Death of a Salesman and Fences

ANSWER ONE OF THE FOLLOWING in a well-organized essay of at least FIVE paragraphs.

Use at least two quotations from the plays in at least three different paragraphs; that’s at least SIX quotations from the plays.

1. What makes a good father? Who is the better father, Willy or Troy? Compare and contrast him with the father figure in your life.

2. The play Fences suggests that our fathers are always in us: Troy can feel his own father “kicking in my blood” (53), and for Cory, “everywhere I looked, Troy Maxson was staring back at me.” Cory is desperate “to find a way to get rid of that shadow” (97). Rose tells him that “that shadow wasn’t nothing but you growing into yourself. You either got to grow into it or cut it down to fit you. But that’s all you got to make life with. That’s all you got to measure yourself against the world out there” (97).

How are the sons in these two plays dealing with the shadows of their fathers? How are you doing it in your own life?

3. What is success? In these two plays, who do you think has the best chance of achieving success? Why? What is in the way of the other boys?

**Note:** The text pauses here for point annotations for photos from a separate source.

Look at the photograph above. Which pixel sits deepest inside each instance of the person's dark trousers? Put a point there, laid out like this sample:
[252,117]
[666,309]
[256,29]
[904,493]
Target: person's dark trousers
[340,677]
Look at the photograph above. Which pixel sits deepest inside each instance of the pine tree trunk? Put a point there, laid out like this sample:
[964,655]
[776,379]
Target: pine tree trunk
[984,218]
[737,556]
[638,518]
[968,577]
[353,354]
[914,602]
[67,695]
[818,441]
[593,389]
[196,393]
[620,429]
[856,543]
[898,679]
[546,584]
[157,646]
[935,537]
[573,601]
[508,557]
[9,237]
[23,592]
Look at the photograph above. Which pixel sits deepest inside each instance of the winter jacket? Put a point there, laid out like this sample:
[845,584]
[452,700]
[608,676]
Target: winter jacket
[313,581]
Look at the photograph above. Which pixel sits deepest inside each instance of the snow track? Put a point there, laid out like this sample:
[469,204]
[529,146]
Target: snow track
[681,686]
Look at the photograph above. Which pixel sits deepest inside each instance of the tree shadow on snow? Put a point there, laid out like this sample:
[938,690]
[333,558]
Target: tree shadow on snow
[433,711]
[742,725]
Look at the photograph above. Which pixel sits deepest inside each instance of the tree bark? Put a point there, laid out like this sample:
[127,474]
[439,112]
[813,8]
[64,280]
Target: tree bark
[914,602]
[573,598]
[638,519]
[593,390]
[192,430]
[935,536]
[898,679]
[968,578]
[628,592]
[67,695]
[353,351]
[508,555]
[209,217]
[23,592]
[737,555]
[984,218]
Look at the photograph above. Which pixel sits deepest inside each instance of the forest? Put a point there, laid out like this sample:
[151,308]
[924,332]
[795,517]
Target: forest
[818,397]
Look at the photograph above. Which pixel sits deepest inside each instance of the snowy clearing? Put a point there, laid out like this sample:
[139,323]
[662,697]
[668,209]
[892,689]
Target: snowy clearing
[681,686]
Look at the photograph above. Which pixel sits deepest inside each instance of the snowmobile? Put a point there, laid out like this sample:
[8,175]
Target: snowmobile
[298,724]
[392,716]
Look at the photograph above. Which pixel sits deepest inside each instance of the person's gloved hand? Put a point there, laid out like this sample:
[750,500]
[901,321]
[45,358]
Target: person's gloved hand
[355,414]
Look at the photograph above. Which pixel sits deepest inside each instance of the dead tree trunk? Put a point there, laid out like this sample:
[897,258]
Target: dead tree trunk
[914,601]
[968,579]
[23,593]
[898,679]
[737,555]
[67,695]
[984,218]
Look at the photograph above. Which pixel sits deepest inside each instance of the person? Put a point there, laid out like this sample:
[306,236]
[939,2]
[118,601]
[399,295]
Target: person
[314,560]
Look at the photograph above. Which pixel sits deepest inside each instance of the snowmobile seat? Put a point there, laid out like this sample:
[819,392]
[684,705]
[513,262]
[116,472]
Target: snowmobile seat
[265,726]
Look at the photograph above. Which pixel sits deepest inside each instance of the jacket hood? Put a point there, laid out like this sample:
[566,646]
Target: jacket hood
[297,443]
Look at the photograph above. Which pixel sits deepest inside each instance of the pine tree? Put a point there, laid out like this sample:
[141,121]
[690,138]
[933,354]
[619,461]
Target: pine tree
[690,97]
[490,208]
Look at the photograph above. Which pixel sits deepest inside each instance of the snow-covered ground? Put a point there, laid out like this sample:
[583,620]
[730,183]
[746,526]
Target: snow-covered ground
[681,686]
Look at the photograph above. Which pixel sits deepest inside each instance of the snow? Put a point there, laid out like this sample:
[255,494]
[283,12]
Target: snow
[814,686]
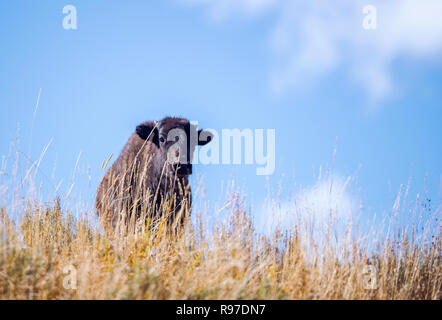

What about you? What makes you likely to succeed in the terms in which you define success? What are the things inside of you which stand in your way?

4. Many of the plays we read this year--indeed, much of world literature--treat our seeming need to kill (literally or figuratively) our father in order to attain independent adulthood. Literature is full of the anxiety of both parents and children, the difficulty of the task of the child, the cost of growing up. Write a paper in which you show how any two or three great literary works explore this theme. What does it have to do with your own process of growing up?